Another problem is that these methods assume that the number of rows and bytes of a matrix be sufficiently even – for example if three levels are done, these must be divisible by 8.  It would be possible to solve this problem by padding, but I propose to do it by stripping – three strips are taken off and multiplied (probably in Dfmt) separately at the start.

I propose to do Strassen at the highest level – Dfmt over the extension field.  It would be possible to do it in the prime field, and even (for matrices B and C, anyway) after format conversion, but the advantages of these ideas has not yet been demonstrated to me, and I propose to do things the simplest way, at least to start with.

Hopefully my next post will be to say that this is all working!

Progress on Gaussian Elimination.

The three-layer Gaussian elimination system now seems to be working well.

The top layer is the multi-core chopped-up Gaussian, which has been working for some time.

Steve Linton (with minimal assistance from me!) last week implemented the single-core Gaussian elimination routine to chop yet further and use the HPMI wherever possible, as suggested by his prototype (in GAP) a few weeks ago.

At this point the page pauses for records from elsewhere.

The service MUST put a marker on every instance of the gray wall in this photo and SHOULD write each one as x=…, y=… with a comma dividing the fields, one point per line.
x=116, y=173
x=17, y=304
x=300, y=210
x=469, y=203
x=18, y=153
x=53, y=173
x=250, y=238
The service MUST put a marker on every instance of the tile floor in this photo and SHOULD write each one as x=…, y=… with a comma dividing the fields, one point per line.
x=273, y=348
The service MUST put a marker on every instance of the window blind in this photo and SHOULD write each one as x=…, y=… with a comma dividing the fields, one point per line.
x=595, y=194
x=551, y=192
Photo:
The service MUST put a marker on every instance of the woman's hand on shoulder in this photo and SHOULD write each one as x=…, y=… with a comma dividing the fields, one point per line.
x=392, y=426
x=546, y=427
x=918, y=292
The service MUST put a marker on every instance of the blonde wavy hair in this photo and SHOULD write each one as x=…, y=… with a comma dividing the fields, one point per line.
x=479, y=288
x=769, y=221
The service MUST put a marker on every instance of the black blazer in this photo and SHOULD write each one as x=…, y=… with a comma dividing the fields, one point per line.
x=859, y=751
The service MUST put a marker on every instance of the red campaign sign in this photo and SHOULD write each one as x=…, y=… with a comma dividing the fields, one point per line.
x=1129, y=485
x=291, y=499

I have now started to address the base-case a bit, where a smallish matrix (currently less than 300 in at least one dimension) must be echelonized, with transformation matrix, using the pool/batch system and (so far) projective level 2 grease where appropriate.  This needs to work without the benefit of the HPMI (the matrices are too small).

The result is that the single-core part is now within a factor of two of multiplication speed, so that the top layer only needs to chop to obtain concurrency – previously it needed to chop much more to avoid the bottleneck of the poor single-core Gaussian.

This complete system now passes the regression tests and – as far as I know – is working.

There remain many improvements still on the “to do” list.  Many of them may stay there for some time, but I propose to spend a week or two now testing (and mainly performance testing) the system in various environments to see how it manages as the machine, shape, size, field etc. vary, aiming to produce a Gaussian elimination system over finite fields that is hopefully good for all purposes within its range (x86, q<2^64).